Building the CI/CD pipeline should be a breeze if everything checks out. The primary purpose of that pipeline is to run docker build on the dockerfile, push that image to an ACR, and then you need a job to run helm upgrade --install.

      - task: Docker@2
        displayName: Build automations powershell container image
        condition: ${{ parameters.condition }}
        inputs:
          containerRegistry: "acrimages.azurecr.io"
          repository: "schedules"
          command: "build"
          Dockerfile: "location_/powershell/Dockerfile"
          tags: |
            $(Build.BuildId)
            latest

      - task: Docker@2
        displayName: Push automations powershell container image
        condition: ${{ parameters.condition }}
        inputs:
          containerRegistry: "acrimages.azurecr.io/schedules"
          repository: "schedules"
          command: "push"
          Dockerfile: location_/powershell/Dockerfile"
          tags: |
            $(Build.BuildId)
            latest

The tasks to build and publish the image are native to AzDo; build and push to an ACR. Nothing sophisticated.

- task: AzureCLI@2
  displayName: "Deploy automations Helm Chart"
  inputs:
    azureSubscription: ${{ parameters.serviceConnection }}
    scriptType: "bash"
    scriptLocation: "inlineScript"
    workingDirectory: "$(Pipeline.Workspace)/helm/automations"
    inlineScript: |
      helm upgrade automations . -n default --atomic --create-namespace --install
Snippet from AzDevOps

The deployment job should connect to the AKS cluster, do its work, and run the helm upgrade --install command to set the new information inside the cluster.

Takeaway

After the migration to Kubernetes, the infrastructure footprint remained the same, but by centralizing everything under one roof and removing extras such as Automation Accounts and VMs, costs were reduced.
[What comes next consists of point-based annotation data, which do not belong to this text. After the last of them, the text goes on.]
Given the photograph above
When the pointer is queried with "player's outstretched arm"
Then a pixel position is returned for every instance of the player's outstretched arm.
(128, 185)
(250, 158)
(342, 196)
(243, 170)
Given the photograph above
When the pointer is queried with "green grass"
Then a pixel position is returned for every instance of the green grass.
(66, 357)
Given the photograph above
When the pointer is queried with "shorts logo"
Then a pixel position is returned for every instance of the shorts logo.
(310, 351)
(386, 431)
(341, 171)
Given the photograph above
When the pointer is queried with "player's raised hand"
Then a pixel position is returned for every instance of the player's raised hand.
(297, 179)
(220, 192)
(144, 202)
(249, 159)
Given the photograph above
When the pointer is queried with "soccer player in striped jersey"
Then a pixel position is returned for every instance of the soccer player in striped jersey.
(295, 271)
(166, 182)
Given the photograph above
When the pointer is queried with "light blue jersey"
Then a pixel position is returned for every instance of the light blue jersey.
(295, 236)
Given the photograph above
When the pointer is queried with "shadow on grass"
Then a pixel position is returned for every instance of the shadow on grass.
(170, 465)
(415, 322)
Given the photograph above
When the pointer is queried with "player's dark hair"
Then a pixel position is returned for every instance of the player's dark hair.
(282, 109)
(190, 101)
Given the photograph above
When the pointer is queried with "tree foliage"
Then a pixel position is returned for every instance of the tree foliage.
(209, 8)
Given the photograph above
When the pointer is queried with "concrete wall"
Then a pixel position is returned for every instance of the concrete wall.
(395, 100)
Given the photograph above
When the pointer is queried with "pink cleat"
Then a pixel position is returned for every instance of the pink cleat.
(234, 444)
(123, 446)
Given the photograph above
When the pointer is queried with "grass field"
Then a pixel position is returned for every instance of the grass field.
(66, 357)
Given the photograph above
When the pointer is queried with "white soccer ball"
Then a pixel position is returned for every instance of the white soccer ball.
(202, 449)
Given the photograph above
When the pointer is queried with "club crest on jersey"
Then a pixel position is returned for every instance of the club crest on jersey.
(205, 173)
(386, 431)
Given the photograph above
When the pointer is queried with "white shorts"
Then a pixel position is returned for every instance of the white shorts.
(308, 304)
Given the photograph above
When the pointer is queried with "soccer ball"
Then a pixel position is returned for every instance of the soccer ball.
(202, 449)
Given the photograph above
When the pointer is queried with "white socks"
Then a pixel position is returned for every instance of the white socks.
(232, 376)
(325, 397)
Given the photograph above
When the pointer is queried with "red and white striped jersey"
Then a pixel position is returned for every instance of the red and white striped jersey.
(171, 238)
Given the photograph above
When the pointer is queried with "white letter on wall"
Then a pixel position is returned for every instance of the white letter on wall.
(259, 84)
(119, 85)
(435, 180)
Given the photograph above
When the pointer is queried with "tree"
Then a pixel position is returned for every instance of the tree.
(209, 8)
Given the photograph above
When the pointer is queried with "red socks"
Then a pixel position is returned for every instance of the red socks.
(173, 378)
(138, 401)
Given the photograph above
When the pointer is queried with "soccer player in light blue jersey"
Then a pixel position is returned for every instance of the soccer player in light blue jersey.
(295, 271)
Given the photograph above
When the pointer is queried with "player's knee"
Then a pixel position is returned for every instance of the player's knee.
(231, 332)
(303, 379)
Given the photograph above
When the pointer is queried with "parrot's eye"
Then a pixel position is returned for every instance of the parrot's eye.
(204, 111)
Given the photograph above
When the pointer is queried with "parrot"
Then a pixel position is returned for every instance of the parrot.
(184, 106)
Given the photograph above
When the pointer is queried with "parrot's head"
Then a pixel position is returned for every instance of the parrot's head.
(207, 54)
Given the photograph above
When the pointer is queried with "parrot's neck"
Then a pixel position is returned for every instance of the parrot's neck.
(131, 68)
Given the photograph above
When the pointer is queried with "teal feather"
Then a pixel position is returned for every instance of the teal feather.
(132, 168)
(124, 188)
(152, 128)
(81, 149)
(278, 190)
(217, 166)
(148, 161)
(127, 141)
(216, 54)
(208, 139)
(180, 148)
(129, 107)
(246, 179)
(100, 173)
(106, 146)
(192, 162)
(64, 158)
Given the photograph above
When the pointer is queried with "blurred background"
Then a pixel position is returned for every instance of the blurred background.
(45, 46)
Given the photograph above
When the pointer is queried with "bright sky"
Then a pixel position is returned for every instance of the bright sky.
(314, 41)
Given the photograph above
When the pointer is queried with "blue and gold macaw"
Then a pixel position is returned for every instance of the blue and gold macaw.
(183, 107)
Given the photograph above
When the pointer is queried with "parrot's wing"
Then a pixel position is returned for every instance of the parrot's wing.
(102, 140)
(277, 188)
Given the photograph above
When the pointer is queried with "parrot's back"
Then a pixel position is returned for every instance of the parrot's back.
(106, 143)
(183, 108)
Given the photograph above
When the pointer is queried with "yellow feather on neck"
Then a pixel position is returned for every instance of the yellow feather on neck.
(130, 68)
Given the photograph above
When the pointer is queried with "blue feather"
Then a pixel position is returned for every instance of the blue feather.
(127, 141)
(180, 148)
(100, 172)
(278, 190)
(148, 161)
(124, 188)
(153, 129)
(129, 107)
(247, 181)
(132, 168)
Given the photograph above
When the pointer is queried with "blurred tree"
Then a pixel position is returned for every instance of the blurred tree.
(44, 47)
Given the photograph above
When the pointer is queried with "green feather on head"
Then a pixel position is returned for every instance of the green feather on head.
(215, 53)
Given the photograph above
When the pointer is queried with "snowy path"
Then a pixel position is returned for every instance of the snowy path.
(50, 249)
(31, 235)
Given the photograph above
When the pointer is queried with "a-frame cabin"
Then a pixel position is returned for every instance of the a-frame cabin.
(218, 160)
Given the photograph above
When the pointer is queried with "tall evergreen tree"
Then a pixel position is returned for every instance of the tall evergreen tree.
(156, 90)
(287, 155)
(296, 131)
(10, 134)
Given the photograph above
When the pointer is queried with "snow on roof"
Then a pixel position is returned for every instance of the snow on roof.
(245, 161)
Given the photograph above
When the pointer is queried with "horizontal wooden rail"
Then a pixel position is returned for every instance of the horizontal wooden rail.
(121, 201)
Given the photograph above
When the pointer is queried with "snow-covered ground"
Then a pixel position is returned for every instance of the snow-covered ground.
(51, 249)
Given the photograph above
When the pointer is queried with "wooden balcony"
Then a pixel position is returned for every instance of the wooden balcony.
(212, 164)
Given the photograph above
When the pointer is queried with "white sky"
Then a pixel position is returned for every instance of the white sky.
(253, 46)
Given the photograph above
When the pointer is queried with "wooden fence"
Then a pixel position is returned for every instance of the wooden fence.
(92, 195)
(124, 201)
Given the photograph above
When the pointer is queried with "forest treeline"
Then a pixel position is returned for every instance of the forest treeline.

The adoption of AKS allowed for more efficient management, a single pane of glass using OpenLens, and out-of-box scaling on both the compute side and inside the cluster using cluster-autoscale and KEDA.

The idea of copy-pasting things and focusing on functionality can provide a valuable framework for quick implementation. I've been using it many times so far without any regret-ish. Nevertheless, over-engineering can lead to code redundancy, architectural complexity, and unnecessary dependencies. Striking the right balance between functionality and over-engineering is crucial to successfully implementing and maintaining a system.

That being said, I hope you learned something new, and as always, have a good one!